Es verdad que debemos sacrificarnos. Al principio es así…los próximos 15 años son de sacrificio, eso se nos dice: cual utopía, a medida que nos acercamos se aleja más y más. Pero Moisés, en el desierto –imagen que alguna vez apareció en la cosmovisión libertario mesiánica– mostraba piedad, comprensión, compasión incluso con su pueblo, aquella multitud que atravesaba el camino hacia la tierra prometida (Éxodo, 32:11), porque entendía que todo sacrificio extremo al máximo la tensión respecto a los límites que cada uno puede y debe asumir. En este lugar del mundo hay algo indigerible que impacta, aunque no tanto como la suba de los precios: la falta de sensibilidad frente a quienes sufren estos problemas y otros, la ausencia de empatía frente a quienes tienen un día tras otro malas noticias, y un panorama aún más sombrío que hace un mes atrás, y todo en pos del cumplimiento de una promesa tan lejana como incierta. El argumento de que se deje de consumir alimentos si en la góndola sube demasiado el precio responde a una falta total de empatía, porque nadie en su sano juicio puede dejar de adquirirlo, so pena de perecer. El tecnócrata no tiene empatía, no debe entonces comunicar.

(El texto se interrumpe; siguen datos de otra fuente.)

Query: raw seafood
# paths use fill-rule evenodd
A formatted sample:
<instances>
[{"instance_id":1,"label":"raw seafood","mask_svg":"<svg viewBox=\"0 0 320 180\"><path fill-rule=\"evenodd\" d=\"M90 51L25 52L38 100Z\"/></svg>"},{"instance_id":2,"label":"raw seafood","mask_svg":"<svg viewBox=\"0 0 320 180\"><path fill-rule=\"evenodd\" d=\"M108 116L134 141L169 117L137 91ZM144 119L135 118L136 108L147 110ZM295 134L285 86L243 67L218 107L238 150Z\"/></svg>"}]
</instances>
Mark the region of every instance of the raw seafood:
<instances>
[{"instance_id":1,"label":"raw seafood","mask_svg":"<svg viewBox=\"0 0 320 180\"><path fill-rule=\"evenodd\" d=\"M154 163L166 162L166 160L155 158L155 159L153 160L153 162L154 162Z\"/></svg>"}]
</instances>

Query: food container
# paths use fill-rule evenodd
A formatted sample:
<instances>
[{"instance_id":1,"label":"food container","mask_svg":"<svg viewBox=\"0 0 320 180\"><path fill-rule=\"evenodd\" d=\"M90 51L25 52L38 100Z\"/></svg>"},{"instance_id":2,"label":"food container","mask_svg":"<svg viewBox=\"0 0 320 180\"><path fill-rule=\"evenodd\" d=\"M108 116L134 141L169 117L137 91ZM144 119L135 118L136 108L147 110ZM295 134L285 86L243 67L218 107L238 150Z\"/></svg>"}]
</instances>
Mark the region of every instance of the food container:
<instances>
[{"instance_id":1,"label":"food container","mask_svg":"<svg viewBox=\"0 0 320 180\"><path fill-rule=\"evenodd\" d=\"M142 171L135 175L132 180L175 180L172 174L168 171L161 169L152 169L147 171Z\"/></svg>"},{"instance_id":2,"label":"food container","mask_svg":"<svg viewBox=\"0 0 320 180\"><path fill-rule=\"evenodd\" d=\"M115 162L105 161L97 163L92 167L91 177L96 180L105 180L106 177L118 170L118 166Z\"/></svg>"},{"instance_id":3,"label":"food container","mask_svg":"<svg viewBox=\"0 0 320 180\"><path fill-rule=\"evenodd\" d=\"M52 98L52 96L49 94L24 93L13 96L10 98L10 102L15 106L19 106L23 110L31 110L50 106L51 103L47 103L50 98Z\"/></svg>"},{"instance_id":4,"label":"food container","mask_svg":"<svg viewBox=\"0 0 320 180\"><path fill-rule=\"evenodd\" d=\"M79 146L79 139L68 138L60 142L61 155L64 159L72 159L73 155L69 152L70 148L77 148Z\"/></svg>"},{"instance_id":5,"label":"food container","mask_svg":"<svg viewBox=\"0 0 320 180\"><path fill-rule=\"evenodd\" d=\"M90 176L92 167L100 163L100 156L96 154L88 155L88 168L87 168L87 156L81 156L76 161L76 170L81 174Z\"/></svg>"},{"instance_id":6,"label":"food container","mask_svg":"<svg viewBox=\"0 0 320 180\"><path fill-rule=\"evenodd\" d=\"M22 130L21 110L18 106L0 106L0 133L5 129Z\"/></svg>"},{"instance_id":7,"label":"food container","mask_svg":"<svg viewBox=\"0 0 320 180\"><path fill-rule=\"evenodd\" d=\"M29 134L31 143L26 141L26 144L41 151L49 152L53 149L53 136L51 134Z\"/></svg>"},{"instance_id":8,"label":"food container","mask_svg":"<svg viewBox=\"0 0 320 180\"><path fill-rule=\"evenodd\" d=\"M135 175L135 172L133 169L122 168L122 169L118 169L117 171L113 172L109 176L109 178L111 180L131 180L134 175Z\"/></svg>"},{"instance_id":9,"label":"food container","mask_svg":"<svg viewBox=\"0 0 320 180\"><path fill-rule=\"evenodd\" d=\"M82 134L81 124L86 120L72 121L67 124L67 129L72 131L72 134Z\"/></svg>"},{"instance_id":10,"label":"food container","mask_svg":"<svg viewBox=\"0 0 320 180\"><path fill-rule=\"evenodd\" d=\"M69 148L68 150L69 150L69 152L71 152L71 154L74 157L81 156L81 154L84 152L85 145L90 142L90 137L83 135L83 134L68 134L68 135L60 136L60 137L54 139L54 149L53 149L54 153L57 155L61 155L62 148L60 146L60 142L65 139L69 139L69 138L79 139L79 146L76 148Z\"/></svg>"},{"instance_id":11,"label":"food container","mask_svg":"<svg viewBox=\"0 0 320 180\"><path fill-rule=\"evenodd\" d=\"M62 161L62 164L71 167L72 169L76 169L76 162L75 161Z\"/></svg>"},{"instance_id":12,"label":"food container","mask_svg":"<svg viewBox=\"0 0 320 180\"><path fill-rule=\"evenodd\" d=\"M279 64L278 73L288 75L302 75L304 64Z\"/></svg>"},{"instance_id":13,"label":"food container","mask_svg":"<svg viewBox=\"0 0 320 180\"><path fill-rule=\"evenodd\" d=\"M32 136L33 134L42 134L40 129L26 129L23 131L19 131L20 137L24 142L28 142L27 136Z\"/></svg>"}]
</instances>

El descontento respecto a la falta de soluciones puntuales de la gestión anterior y por lo que fue electo el gobierno actual, por caso: la inflación, y sobre todo en el rubro de los alimentos se profundiza en el presente, y a su vez se ahonda, por la insensibilidad en la comunicación y el tono amenazante. Lo central, no obstante, es esto: sin Estado que de algún modo regule, en el marco de la concentración económica de rubros como alimentos, medicamentos, etc., estamos “a la buena de Dios”, del Dios Mercado Concentrado; lo vemos a diario: no se trata de un pronóstico incierto, como la promesa de volver a ser potencia mundial. Sin Estado, salvo en lo que hace a su faceta represiva, nos hallamos indefensos, mirando al cielo…a un cielo a su vez indiferente. Como expresa Kafka en su lamento: “el cielo es un escudo de plata para quienes imploran su ayuda”.